Samedi
Le Sun, premier tabloïd britannique et navire amiral du groupe News International de Rupert Murdoch, est en sursis. Lundi 27 février, une enquêtrice de Scotland Yard a affirmé devant une commission parlementaire chargée de faire la lumière sur les dérives de la presse britannique qu’il existait « une culture au Sun de paiements illégaux » et de « corruption » de fonctionnaires. En quelques jours, fin janvier, début février, la police britannique a arrêté neuf journalistes expérimentés du quotidien, actuels et anciens. L’un d’eux avait reçu, selon la police, plus de 175 000 euros en liquide, sur plusieurs années, pour payer ses sources. Un policier, un employé du ministère de la défense et un officier de l’armée ont également été arrêtés.
La rédaction du quotidien à scandale, à cran, craint d’être lâchée par son propriétaire, M. Murdoch. Celui-ci avait brutalement fermé, en juillet, le tabloïd News of the World, lorsque le tapage provoqué par des écoutes illégales des messageries de téléphones portables de personnalités politiques, du show-biz et de victimes de faits divers est devenu incontrôlable.
Ce scandale lui coûte cher : lundi, le groupe de M. Murdoch a versé une indemnisation de 710 000 euros à la chanteuse britannique Charlotte Church et à ses parents, dont les conversations avaient été écoutées par des rédacteurs de New of the World à leur insu. Un fonds d’indemnisation a été mis en place par le groupe en vue d’éviter des procès coûteux, y compris en termes d’image. Cinquante cas ont déjà été réglés à l’amiable, mais News International refuse de préciser le nombre exact de personnes indemnisées ou les montants en jeu.

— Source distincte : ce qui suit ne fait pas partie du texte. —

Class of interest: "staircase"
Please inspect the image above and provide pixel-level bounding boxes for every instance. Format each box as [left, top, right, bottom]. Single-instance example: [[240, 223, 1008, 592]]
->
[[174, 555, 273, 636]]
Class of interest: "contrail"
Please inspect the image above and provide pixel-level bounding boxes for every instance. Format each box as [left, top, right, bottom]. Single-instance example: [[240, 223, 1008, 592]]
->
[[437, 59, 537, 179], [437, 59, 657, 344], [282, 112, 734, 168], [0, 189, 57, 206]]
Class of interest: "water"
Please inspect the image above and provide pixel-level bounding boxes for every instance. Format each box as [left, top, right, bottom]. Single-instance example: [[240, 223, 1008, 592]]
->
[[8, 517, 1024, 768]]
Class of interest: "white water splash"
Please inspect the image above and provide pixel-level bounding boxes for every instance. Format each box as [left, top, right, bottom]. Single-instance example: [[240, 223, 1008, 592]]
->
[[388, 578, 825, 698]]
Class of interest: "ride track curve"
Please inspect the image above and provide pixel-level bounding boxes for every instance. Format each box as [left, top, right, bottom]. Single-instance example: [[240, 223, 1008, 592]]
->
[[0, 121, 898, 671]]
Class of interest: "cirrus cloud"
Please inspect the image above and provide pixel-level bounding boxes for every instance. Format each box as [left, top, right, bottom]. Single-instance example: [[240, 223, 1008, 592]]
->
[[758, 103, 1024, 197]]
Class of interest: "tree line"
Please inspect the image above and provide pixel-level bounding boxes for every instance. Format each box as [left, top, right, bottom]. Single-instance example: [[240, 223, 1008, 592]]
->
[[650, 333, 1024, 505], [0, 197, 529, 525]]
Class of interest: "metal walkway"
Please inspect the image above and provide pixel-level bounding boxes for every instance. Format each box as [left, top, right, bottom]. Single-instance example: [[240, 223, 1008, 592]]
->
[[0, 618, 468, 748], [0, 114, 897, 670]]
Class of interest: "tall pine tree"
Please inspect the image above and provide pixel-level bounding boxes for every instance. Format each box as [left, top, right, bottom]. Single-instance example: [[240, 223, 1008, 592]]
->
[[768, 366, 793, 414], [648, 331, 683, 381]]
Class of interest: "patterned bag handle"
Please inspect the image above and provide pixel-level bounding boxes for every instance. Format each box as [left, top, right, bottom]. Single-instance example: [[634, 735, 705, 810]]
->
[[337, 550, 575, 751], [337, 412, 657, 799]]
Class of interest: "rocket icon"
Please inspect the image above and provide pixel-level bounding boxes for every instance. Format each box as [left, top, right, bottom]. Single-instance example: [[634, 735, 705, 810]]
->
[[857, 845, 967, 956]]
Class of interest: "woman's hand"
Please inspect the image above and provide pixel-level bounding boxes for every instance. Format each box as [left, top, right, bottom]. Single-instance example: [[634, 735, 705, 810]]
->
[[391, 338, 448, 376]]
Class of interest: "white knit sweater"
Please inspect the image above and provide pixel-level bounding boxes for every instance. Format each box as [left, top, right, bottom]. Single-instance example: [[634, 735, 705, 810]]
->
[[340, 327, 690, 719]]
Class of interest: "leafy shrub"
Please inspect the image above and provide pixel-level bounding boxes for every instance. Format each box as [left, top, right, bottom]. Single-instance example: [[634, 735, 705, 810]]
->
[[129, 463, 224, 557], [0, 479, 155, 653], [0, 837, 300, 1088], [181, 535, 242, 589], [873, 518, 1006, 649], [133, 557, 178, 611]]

La semaine dernière, M. Murdoch s’est rendu à Londres pour rassurer les troupes du Sun : il a accompagné le lancement d’une édition dominicale du Sun, le 25 janvier. Censée remplacer le défunt News of the World, elle s’est vendue à plus de 3,2 millions d’exemplaires. Le Sun a diffusé des dizaines de photos de lecteurs heureux, journal en main, disant leur amour du titre. Mais le cœur n’y est pas.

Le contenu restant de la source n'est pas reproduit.